Another delay in critical census data threatens redistricting

Illustration by VlatkoRadovic | iStock/Getty Images Plus

By Jeremy Duda | Arizona Mirror

A newly announced delay in the census data states rely on to draw new congressional and legislative districts seems certain to push back the work of the Arizona Independent Redistricting Commission, which could leave Arizonans and the candidates they’ll be voting for waiting until after the new year to find out what districts they’ll be in.

Officials at the U.S. Census Bureau officials say the population data that states need for redistricting isn’t expected to be available until late September.
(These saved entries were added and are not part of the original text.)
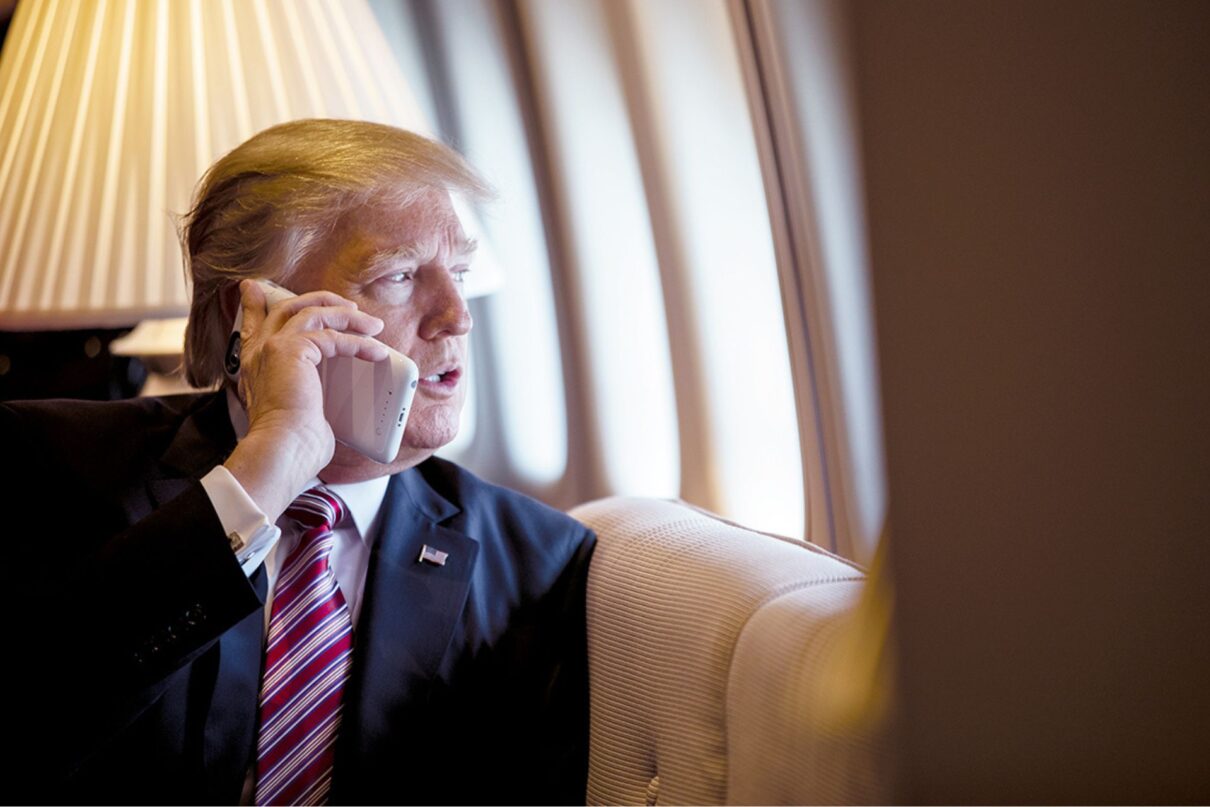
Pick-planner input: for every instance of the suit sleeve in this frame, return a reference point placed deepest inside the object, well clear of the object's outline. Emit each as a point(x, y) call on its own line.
point(108, 611)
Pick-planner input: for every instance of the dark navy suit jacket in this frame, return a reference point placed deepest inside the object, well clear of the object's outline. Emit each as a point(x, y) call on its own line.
point(137, 646)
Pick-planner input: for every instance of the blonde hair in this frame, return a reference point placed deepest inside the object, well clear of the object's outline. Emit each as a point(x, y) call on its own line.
point(264, 207)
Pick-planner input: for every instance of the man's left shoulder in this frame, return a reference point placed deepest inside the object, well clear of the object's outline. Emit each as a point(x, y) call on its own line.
point(488, 508)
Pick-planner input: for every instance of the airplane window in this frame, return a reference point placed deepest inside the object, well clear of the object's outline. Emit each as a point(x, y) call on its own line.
point(632, 145)
point(720, 254)
point(616, 278)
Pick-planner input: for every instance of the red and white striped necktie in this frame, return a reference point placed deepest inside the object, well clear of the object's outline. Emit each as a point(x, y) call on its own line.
point(307, 658)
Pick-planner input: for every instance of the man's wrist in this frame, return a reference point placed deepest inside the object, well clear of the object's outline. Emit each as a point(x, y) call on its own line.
point(270, 472)
point(249, 532)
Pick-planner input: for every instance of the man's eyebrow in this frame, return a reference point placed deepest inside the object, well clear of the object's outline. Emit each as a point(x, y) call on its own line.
point(416, 252)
This marks the second delay in releasing the data, which officials last month said wouldn’t be ready until at least July 30. The data was originally supposed to be ready for states by the beginning of April.

Federal law requires the Census Bureau to have that information ready by March 31. But the COVID-19 pandemic and interference by the Trump administration have now pushed back that deadline twice.

“That’s a problem for the state,” said David Mehl, a Republican member of the redistricting commission. 

The previous delay would have likely pushed back the redistricting commission’s work slightly, but still left it on pace to approve its final maps along the same timeline as its predecessor a decade ago. The new delay, however, could be far more problematic.

In 2011, the last AIRC approved its initial “grid maps,” the starting point mandated by the Arizona Constitution for the district maps it will eventually draw, in mid-August. Its predecessor in 2001 completed its grid maps in mid-July.